How long have you been a midwife and what’s your career journey been to date?
I’ve been a midwife for over 25 years, and throughout my career, I have amassed a significant amount of experience supporting people with complex medical conditions during their pregnancies.
This experience started with my involvement in a specialist clinic supporting women and their families with haemoglobinopathies. These are a group of disorders that affect red blood cells, such as sickle cell disease and thalassaemia.
When working as a delivery suite co-ordinator, I maintained input in the haemoglobinopathy clinic. Working in the delivery suite was my happy place. What’s more, I rapidly developed my knowledge and skills in this area. It was truly humbling supporting pregnant women, birthing people and their families and to be part of one of the most important events in their lifetime. It was also so rewarding to support student midwives and newly qualified midwives and see them excel.
Over the years, I have done several post graduate courses, gone into management and developed my leadership skills. It’s been important to continue working clinically while working as a manager and leader – this has helped me both to maintain my clinical skills and credibility as a clinician.
I am proud that I was one of the first midwives appointed to the role of fetal monitoring midwife. This role gave me the opportunity to implement extensive change in the management of cardiotocographs (CTG), tests used during pregnancy to monitor fetal heart rate and uterine contractions. This work led to a significant reduction in the hypoxic ischemic encephalopathy (HIE) rates. This is when a baby’s brain does not receive enough oxygen and/or blood flow around the time of their birth and is one of the most serious birth complications in full-term infants. It was great to contribute to improvements in this area.
I have continued to grow as a leader over the years. As I was previously appointed as a supervisor of midwives, I transitioned to become a professional midwifery advocate (PMA) in 2015. A few years later, I took on the role as consultant midwife for complexity and also embarked on a MSc in Advanced Clinical Practice, which has led to me becoming a non-medical prescriber.
What’s the best piece of advice anyone has given you during your midwifery career?
Always ask if you don’t know, as nobody knows it all.
What is your current role and what does it involve?
I am now the lead midwife for the recently established South East London (SEL) Maternal Medicine Network (MMN), which covers University Hospital Lewisham, Queen Elizabeth Woolwich, Princess Royal University Hospital, King’s College Hospital in Denmark Hill and St Thomas’ Hospital.
The SEL MMN is a network of professionals working together to improve access for all pregnant or recently pregnant women and birthing people with complex medical conditions to expert medical advice, and reduce inequity for this growing group.
Midwifery is a key component of the network. As the lead midwife, I co-ordinate midwifery-led models of care, for women and birthing people with medical complexity at all sites. This includes running education sessions, and developing guidelines as well as engaging with community groups, primary care teams, emergency departments, anaesthetists, haematologists and others.
What is important about the care provided in the specialist centre?

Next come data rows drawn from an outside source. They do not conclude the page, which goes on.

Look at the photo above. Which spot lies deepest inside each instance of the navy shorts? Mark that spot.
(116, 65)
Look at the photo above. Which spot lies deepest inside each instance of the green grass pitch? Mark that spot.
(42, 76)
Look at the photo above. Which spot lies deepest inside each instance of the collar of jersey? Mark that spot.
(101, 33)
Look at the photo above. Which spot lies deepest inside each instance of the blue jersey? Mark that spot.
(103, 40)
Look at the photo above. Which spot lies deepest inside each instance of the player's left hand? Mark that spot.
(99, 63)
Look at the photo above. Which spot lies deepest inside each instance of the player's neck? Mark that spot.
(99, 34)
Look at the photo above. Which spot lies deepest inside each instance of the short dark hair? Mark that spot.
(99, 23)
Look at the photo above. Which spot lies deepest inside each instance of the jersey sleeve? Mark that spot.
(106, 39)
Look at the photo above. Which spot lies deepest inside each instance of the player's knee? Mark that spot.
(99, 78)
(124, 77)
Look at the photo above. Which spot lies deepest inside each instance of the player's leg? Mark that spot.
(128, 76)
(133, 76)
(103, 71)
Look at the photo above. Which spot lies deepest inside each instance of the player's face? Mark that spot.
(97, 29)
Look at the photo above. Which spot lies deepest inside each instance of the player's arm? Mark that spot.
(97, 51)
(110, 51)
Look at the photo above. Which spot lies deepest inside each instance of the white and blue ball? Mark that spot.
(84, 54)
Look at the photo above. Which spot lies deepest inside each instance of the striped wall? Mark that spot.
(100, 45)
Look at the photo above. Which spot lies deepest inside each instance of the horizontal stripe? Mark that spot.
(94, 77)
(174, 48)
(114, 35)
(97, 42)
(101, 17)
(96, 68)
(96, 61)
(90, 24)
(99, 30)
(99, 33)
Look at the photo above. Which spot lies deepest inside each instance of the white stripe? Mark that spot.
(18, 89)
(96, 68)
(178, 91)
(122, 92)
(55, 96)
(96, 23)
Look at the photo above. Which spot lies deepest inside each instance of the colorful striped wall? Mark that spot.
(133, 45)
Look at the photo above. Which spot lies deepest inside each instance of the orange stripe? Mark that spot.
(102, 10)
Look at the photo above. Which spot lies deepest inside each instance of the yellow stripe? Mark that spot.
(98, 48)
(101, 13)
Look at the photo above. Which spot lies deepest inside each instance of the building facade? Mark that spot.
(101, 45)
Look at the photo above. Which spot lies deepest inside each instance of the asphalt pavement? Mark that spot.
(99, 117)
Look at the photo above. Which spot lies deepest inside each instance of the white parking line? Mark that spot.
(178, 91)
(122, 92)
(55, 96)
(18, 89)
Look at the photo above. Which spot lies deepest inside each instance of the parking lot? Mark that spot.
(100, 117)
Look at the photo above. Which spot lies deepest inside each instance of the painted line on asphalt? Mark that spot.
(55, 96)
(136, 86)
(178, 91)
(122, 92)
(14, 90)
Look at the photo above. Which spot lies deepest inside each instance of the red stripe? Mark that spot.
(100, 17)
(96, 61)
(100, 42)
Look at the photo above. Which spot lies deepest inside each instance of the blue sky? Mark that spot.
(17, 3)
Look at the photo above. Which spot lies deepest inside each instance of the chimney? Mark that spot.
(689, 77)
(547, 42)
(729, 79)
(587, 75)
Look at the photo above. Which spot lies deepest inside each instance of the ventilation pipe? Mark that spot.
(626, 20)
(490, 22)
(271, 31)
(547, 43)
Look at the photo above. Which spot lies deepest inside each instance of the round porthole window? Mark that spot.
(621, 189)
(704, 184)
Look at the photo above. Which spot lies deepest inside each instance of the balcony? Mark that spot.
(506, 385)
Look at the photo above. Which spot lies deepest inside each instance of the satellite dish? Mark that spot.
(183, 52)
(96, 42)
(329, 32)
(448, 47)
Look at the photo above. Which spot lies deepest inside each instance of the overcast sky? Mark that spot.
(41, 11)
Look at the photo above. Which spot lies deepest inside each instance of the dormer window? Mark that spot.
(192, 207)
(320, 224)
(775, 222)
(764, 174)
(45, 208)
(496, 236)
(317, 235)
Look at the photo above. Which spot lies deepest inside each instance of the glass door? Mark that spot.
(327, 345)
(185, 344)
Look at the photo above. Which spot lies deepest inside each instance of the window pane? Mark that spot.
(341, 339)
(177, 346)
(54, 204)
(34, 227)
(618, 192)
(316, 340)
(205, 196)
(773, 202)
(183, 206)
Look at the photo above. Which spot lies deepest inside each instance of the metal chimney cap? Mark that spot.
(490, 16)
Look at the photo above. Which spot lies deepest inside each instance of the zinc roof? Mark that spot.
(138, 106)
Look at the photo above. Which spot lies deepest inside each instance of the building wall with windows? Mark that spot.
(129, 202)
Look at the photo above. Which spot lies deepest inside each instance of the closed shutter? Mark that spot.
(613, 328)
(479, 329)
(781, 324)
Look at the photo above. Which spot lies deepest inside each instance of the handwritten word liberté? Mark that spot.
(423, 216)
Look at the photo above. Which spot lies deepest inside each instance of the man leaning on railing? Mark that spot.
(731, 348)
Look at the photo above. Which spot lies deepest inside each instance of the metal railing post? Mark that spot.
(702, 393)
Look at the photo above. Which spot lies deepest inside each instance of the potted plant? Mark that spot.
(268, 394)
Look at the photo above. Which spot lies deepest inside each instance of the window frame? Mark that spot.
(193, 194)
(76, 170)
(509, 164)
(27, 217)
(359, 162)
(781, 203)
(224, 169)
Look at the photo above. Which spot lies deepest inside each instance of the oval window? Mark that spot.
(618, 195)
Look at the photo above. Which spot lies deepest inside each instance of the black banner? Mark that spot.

The centre provides the specialist advice and care for the most complex and highest risk pregnant women and birthing people. All specialist services for those with the most complex needs are co-located at the centre, ensuring people get rapid and coordinated access to all the support they need, when they need it.
Why is it so important to address health inequalities?
It’s the right thing to do. When we address the inequalities that exist for pregnant women and birthing people we are improving the outcomes and quality of life for many individuals. Getting this right will also lead to a reduction in costs and benefits the wider community and the economy.
What work have you been doing within the FiveXMore campaign?
I’ve been supporting the work of Five X More, a grassroots organisation set up by two Black mothers, Clo and Tinuke, who are committed to improving maternal health outcomes for black women and birthing people in the UK. I’ve helped to support the implementation of pregnancy booklet wallets developed for Black women and birthing people, which include specific information to empower them before, during and after pregnancy.
I have also presented at the Black Maternal Health All-Party Parliamentary Group to raise awareness among MPs of Five X More’s Black Maternal Health Awareness Week. The week is dedicated to raising awareness about the disparities in maternal outcomes for Black women and birthing people. It took place this year between 24-30 April with the important theme of Respectful Maternity Care.
What do you most love about being a midwife?
Quite simply, the opportunity to make a positive impact on the lives of so many people.